Januvia bei Niereninsuffizienz: Dosierung und Sicherheit

Die Nierenfunktion beeinflusst, wie der Körper Januvia (Sitagliptin) und viele seiner Metaboliten ausscheidet. Bei chronischer Nierenerkrankung, Dialyse oder auch leichter Niereninsuffizienz infolge von Alter oder Begleiterkrankungen kann die Standarddosis von 25mg, 50mg, 100mg eine Anpassung erfordern. Diese Seite fasst die praktischen Grundsätze für Januvia bei Niereninsuffizienz zusammen.

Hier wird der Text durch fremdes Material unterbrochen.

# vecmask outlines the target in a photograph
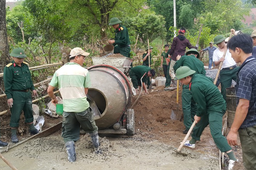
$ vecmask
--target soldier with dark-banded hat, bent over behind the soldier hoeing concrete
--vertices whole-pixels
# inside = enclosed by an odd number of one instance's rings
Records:
[[[182,57],[178,55],[176,57],[177,61],[174,64],[174,71],[176,72],[180,66],[188,66],[191,70],[195,70],[195,74],[205,75],[206,71],[204,70],[204,63],[198,59],[199,57],[200,54],[196,49],[193,48],[187,51],[186,55]],[[197,112],[197,106],[192,98],[191,91],[189,91],[189,85],[182,86],[182,110],[184,115],[184,125],[186,127],[183,133],[187,134]]]

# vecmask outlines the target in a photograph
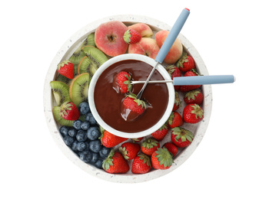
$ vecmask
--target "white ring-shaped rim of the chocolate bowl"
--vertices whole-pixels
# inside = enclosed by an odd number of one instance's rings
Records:
[[[141,54],[121,54],[116,57],[112,57],[111,59],[107,60],[104,64],[102,64],[101,67],[99,67],[98,70],[96,70],[95,74],[91,78],[91,82],[88,90],[88,103],[90,105],[92,115],[95,117],[96,121],[103,129],[107,130],[108,132],[111,132],[114,135],[118,135],[120,137],[124,137],[128,139],[138,139],[138,138],[150,135],[151,133],[160,129],[161,126],[163,126],[165,122],[168,120],[169,116],[171,116],[171,111],[175,103],[175,89],[172,83],[166,83],[168,87],[168,106],[165,109],[165,113],[162,116],[162,118],[154,126],[151,126],[151,128],[141,132],[121,132],[117,129],[112,128],[107,123],[105,123],[103,119],[101,119],[101,116],[99,116],[95,108],[94,88],[98,81],[98,78],[101,76],[101,73],[105,69],[110,67],[112,64],[115,64],[121,60],[141,60],[151,65],[151,67],[154,67],[156,63],[156,61],[151,57],[147,57]],[[165,68],[162,67],[161,64],[158,64],[158,66],[156,67],[156,70],[158,70],[158,72],[161,73],[161,76],[165,80],[171,80],[171,77],[168,74],[167,70],[165,70]]]

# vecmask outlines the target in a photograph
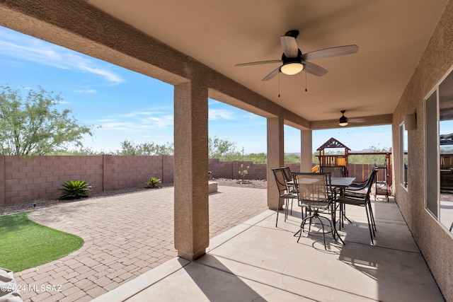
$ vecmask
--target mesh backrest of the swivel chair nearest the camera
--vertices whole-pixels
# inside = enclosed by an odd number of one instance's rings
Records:
[[[297,194],[305,204],[331,202],[330,173],[292,173],[297,182]]]

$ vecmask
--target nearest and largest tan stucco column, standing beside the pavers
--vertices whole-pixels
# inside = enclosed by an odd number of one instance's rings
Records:
[[[209,245],[207,88],[195,81],[175,86],[175,248],[195,260]]]

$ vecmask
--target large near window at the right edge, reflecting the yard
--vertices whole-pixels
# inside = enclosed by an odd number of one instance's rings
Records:
[[[425,100],[426,208],[453,228],[453,71]]]

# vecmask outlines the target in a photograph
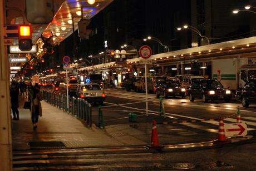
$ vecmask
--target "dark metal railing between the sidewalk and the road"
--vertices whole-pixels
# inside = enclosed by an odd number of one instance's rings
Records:
[[[85,99],[68,97],[67,107],[67,95],[61,93],[54,93],[43,90],[43,99],[45,102],[54,105],[55,107],[66,111],[67,113],[75,116],[78,119],[85,121],[85,123],[92,127],[92,109],[91,104]]]

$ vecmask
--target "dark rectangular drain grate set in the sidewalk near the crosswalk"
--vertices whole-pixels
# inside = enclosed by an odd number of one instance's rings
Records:
[[[65,148],[62,142],[29,142],[28,145],[33,148]]]

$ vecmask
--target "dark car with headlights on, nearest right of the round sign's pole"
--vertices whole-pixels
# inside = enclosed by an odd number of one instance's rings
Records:
[[[185,98],[185,88],[180,88],[180,85],[175,80],[167,80],[159,83],[159,86],[156,88],[156,97],[160,95],[164,95],[164,98],[168,98],[169,96],[181,96]]]

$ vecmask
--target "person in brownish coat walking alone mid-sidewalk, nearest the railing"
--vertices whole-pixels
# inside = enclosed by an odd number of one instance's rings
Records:
[[[42,107],[40,101],[43,99],[42,93],[40,92],[40,86],[37,83],[33,87],[31,95],[31,119],[33,129],[36,129],[39,116],[42,117]]]

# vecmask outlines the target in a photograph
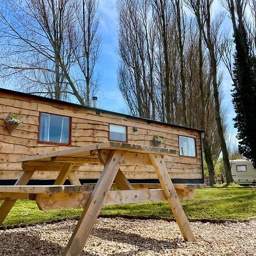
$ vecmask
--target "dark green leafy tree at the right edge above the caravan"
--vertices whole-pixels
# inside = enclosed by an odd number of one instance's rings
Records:
[[[240,154],[252,160],[256,168],[256,58],[251,55],[243,24],[234,32],[234,118]]]

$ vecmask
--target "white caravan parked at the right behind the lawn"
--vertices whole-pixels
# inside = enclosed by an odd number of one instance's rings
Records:
[[[256,184],[256,170],[253,168],[251,161],[236,159],[230,160],[230,164],[235,183],[243,185]]]

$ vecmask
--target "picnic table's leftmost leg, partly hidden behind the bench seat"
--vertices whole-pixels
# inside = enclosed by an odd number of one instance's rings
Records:
[[[30,181],[33,174],[34,171],[23,171],[22,174],[19,176],[19,179],[16,181],[15,185],[27,185],[28,181]],[[11,208],[13,208],[15,202],[15,199],[3,201],[0,207],[0,225],[5,220]]]

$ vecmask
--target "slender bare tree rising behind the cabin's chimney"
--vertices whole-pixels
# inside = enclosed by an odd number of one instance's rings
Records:
[[[84,95],[86,106],[90,106],[90,98],[98,88],[99,77],[96,73],[96,64],[101,52],[101,36],[97,32],[100,24],[97,9],[98,0],[77,1],[78,26],[73,33],[74,38],[71,38],[71,40],[75,39],[75,43],[72,44],[73,52],[76,64],[84,77],[77,83],[80,93]]]

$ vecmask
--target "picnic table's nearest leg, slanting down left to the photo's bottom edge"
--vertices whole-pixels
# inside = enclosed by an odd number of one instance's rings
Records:
[[[92,231],[94,221],[100,213],[109,189],[121,166],[124,155],[125,152],[122,150],[113,150],[111,152],[63,255],[81,255]]]

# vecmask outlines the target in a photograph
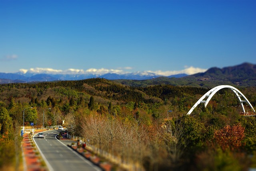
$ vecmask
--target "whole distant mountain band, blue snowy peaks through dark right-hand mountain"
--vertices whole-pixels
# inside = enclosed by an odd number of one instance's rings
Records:
[[[32,73],[0,73],[0,84],[24,83],[24,82],[45,82],[56,80],[84,80],[88,78],[105,78],[115,80],[124,85],[147,86],[158,84],[171,84],[182,86],[212,87],[214,85],[240,85],[256,86],[256,65],[244,63],[237,66],[225,68],[210,68],[206,72],[186,75],[177,74],[168,77],[156,75],[150,72],[137,72],[130,74],[32,74]]]

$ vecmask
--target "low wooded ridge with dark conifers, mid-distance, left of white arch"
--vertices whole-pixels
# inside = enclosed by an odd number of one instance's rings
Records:
[[[47,92],[47,90],[51,90]],[[147,87],[131,87],[115,83],[110,80],[93,78],[79,81],[58,81],[39,83],[0,84],[0,100],[23,98],[47,98],[66,96],[78,98],[82,94],[101,97],[113,101],[144,101],[155,103],[170,97],[184,97],[195,94],[203,95],[208,89],[200,87],[178,87],[173,85],[154,85]],[[49,94],[50,93],[50,94]]]

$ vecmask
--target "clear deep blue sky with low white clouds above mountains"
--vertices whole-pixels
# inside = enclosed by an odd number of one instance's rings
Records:
[[[0,72],[256,64],[255,30],[255,0],[0,0]]]

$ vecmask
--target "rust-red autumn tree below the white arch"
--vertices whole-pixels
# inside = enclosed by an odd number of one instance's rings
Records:
[[[226,125],[224,128],[214,131],[214,140],[223,151],[226,149],[238,150],[242,146],[244,137],[244,127],[241,123],[233,126]]]

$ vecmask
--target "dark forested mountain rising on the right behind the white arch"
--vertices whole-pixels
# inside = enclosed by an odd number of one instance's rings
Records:
[[[232,85],[241,87],[256,87],[256,65],[244,63],[225,68],[210,68],[204,73],[198,73],[183,78],[159,77],[151,80],[115,80],[124,85],[180,85],[193,87],[215,87],[217,85]]]

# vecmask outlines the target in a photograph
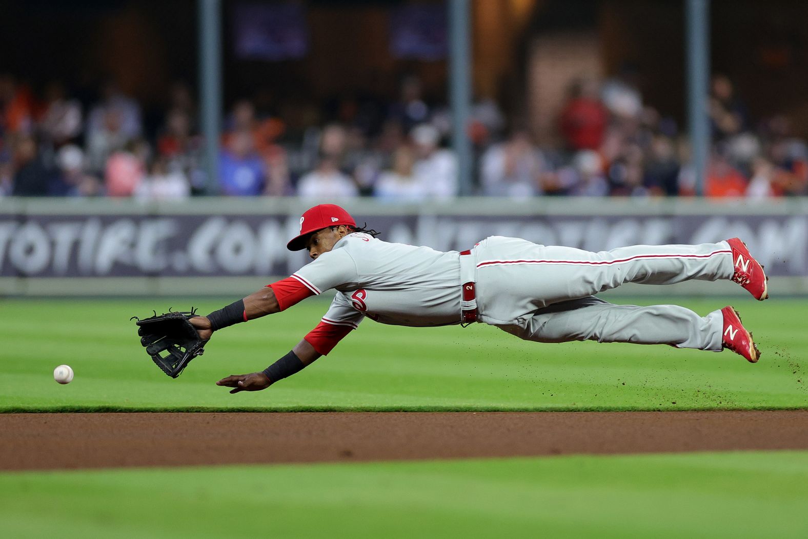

Warum die Nierenfunktion für Januvia wichtig ist

Bei vielen Arzneimitteln wird ein relevanter Anteil von Sitagliptin oder seinen aktiven Metaboliten renal ausgeschieden. Eine reduzierte eGFR verlangsamt die Clearance, erhöht die Plasmaspiegel und verlängert die Wirkung. Sitagliptin hemmt reversibel die DPP-4, das Enzym, das GLP-1 und GIP rasch abbaut. Die Fachinformation zu Sitagliptin legt in der Regel Dosisanpassungen nach eGFR-Schwellen fest (z. B. 30–60 vs. <30 ml/min/1,73 m²).

Praktische Hinweise

Laut Fachinformation sollte die Nierenfunktion vor Beginn von Januvia und im Verlauf der Behandlung in regelmäßigen Abständen überprüft werden. Dialysepatienten benötigen eine fachärztliche Festlegung des Einnahmezeitpunkts in Bezug auf die Dialyse. Eine akute Nierenschädigung — durch Dehydratation, Infektion oder andere Arzneimittel — kann die Wirkungen von Januvia unvorhersehbar verändern und ein vorübergehendes Pausieren bei 25mg, 50mg, 100mg rechtfertigen.

Häufig gestellte Fragen

Ist Januvia bei Nierenproblemen sicher?

Eine leichte bis mittelschwere Niereninsuffizienz erlaubt Januvia meist in angepasst niedrigeren 25mg, 50mg, 100mg-Dosen mit Überwachung. Eine schwere Einschränkung (eGFR <30) erfordert häufig eine deutliche Reduktion oder eine alternative Therapie. Der Verordner entscheidet anhand der Laborwerte und der Indikation.

Brauche ich Laborkontrollen unter Januvia bei Nierenerkrankung?

Ja — regelmäßige Kontrollen von eGFR und Elektrolyten sind bei chronischer Nierenerkrankung die Standardpraxis. Die Frequenz richtet sich nach dem Schweregrad und nach den spezifischen Risiken von Sitagliptin. Der Verordner legt das Schema fest.